Jobs lost, transferred with hospital closing
Published 5:25 pm Wednesday, September 4, 2013
Of the 127 employees at Vidant Pungo Hospital, about 90 to 100 of those employees will be affected by transfers or loss of jobs, according to Vidant Health.
Vidant Health officials announced Wednesday the hospital in Belhaven would be closed within five or six months. The closing will take place in phases. A new outpatient multispecialty clinic that will be open 24 hours a day, seven days a week, will provide health care to Belhaven residents and surrounding communities, according to Vidant Health officials.
The new facility will employ about 30 people, according to published reports.
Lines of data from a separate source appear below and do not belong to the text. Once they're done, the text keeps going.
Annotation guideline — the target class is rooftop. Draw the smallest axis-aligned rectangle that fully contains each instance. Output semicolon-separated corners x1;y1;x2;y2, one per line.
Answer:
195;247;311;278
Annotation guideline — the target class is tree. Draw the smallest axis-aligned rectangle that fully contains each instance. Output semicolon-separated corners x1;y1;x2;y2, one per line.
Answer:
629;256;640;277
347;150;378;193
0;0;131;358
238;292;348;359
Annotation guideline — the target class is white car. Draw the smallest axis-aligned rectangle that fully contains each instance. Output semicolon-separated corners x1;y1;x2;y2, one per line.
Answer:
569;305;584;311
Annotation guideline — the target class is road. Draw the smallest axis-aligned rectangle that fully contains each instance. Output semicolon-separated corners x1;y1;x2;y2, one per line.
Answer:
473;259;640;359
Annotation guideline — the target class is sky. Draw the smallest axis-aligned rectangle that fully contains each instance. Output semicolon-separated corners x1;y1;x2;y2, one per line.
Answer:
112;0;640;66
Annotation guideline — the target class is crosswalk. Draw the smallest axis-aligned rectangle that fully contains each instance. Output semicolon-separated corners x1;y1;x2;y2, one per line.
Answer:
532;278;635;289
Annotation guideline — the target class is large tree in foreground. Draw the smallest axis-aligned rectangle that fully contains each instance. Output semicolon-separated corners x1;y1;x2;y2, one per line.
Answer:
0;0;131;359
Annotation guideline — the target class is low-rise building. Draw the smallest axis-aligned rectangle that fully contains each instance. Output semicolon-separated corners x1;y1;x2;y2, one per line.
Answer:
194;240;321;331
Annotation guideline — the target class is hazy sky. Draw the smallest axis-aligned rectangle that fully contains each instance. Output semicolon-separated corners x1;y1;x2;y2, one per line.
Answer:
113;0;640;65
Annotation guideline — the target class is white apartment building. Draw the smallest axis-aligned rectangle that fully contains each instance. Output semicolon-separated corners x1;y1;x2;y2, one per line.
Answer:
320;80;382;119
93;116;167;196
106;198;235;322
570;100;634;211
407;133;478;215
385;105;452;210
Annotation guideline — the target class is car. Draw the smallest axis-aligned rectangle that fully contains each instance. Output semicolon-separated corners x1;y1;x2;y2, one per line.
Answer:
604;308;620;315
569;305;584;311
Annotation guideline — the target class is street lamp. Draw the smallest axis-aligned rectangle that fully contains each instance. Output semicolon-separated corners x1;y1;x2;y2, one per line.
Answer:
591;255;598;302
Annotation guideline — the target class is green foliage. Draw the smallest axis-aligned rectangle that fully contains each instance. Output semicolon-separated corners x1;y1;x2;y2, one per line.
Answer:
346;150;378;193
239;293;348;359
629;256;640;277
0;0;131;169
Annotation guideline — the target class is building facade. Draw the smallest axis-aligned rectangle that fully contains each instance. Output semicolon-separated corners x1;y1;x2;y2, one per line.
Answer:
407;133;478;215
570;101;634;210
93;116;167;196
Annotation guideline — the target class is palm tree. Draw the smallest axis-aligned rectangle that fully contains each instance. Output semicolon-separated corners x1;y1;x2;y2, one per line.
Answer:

Rocky Jacobs, chairman of the Vidant Pungo Hospital Director’s Council, said he is not privy to any information regarding possible severance packages for employees who lose their jobs because of the closing. He said such information, if available, would have to come from Vidant Health’s human-resources department or its public-relations and marketing office.
Jacobs also said the decision to close the hospital was not an easy one to reach, especially regarding how the closure might affect hospital employees and Belhaven.
“It was a tremendous decision,” Jacobs said. “First of all, I was not a decision-maker. Vidant owns that hospital. The Vidant board of directors that was meeting was really the Vidant Community Hospitals board that controls eight of the community hospitals. … They were meeting as the Vidant Pungo board. Had it been another hospital, they would have been meeting as that board.”
Jacobs said he’s chairman of the Vidant Pungo Hospital Director’s Council, which serves as an advisory board to Vidant Community Hospitals.
“I’ve sat through some of the discussions, not all. It’s extremely painful. That hospital — I’ll put it in nautical terms — it was like a mother ship to that town. It’s gotten older. Every time we have a storm, it deteriorates a little bit more. It costs more to try to repair it, and if you repaired it to the extent it needed to be repaired to compete in today’s … world of medicine, it still would have been a 70-year-old, 60-year-old hospital and bigger than the town needs. So, the right decision was made, but it’s a very, very painful decision to give up a legacy of the town. It was a wonderful legacy, but one, frankly, that Vidant nor the town could support.”
Jacobs said that if the hospital had not merged with Vidant Health, “we would have had to done the same thing three years ago and we would not have had a replacement facility like Vidant is providing.” Jacobs said the hospital’s advisory council worked hard to make sure the town would have the around-the-clock multispecialty clinic to replace the hospital.
“We needed to do something, and Vidant was willing to do it,” Jacobs said. “We couldn’t do what they’ve just done.”